La loi spéciale adoptée par Québec la semaine dernière n'a pas du tout empêché des dizaines et des dizaines de milliers de personnes de prendre les rues pour crier leur colère. À un moment, planté au milieu de la marche sur René-Lévesque, on pouvait voir des gens à perte de vue des deux côtés, vers l'est et vers l'ouest. Cortège impressionnant.

Dans les voitures, les gens bloqués, incapables de traverser d'un côté ou de l'autre, semblaient tous assez calmes, résignés. Plusieurs klaxonnaient même en appui aux marcheurs, d'autres brandissaient le bras comme les leaders étudiants aiment le faire. D'autres choisissaient de garer leur voiture pour sortir marcher un peu ou aller se chercher un café, faisant preuve, m'a confié une collègue prise dans un bouchon, «d'une étonnante courtoisie».

***

Dans la rue, ça chantait, ça riait, ça se parlait au téléphone portable, ça se retrouvait entre copains: «Eh, comment tu vas, longtemps qu'on s'est vus!» Il y avait des bébés, des grands-parents, le service d'ordre de quelques syndicats, des tonnes d'étudiants jeunes et moins jeunes, leurs profs, leurs chiens, des clowns, des pancartes de toutes sortes («Charest, juste pars», «Libéraux corrompus», «Désobéissons à la loi 78»). Beaucoup, beaucoup de gens calmes et joyeux. Et puis il y avait quelques marcheurs masqués dont il était pas mal clair dès le départ qu'ils ne s'en allaient pas faire une balade avec toutou.

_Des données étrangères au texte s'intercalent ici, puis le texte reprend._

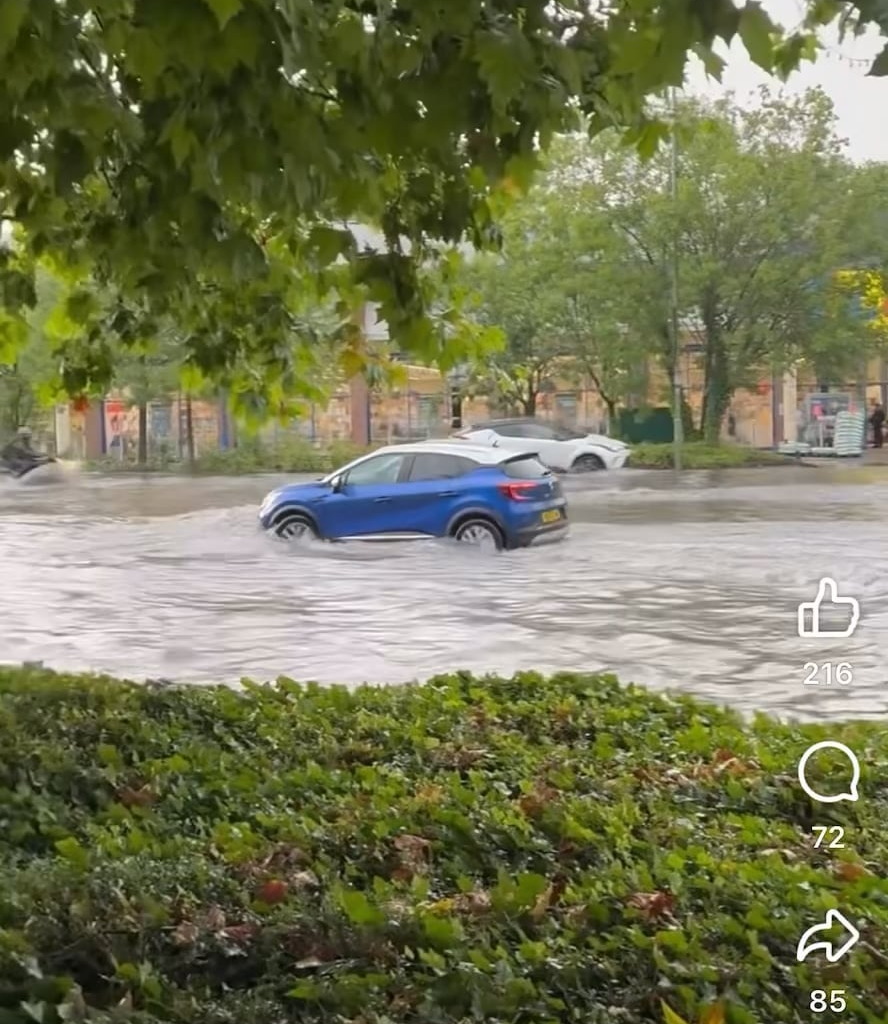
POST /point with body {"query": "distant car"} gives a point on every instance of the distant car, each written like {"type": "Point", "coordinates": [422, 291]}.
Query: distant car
{"type": "Point", "coordinates": [563, 450]}
{"type": "Point", "coordinates": [475, 494]}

Même moi, qui ne suis pas exactement Hannah Arendt et encore moins James Bond, je les ai vite repérés. Si je veux voir de la casse, pas une mauvaise idée de rester avec eux, me suis-je dit. C'est un groupe «anticapitaliste», a-t-on précisé quand j'ai posé quelques questions sur la nature de cette cohorte plutôt loubarde avant d'apprendre que La Presse n'y était pas exactement prisée. «Les trajets, on s'en fout... La loi spéciale, on s'en crisse!», hurlaient-ils en choeur, poétiques façon «deux par quatre». Il devait approcher les 17h quand ils ont fracassé leur première vitrine, prévisibles comme la pluie.

Mais pendant ce temps, il y avait surtout des milliers et des milliers de gens avec des slogans, des sifflets et des casseroles, qui voulaient tout simplement envoyer calmement, pacifiquement, peut-être pas toujours élégamment, mais néanmoins très civilement, un message au gouvernement, un message que celui-ci fait tout pour éviter de voir et d'entendre, attisant ainsi la machine depuis 100 jours.

«Je ne suis pas étudiante, je ne suis pas communiste, je ne suis pas anarchiste, je suis en crisse», disait la pancarte d'une dame accompagnée de son amoureux et de son bébé.

Un bon résumé de l'état d'esprit de cet immense rassemblement.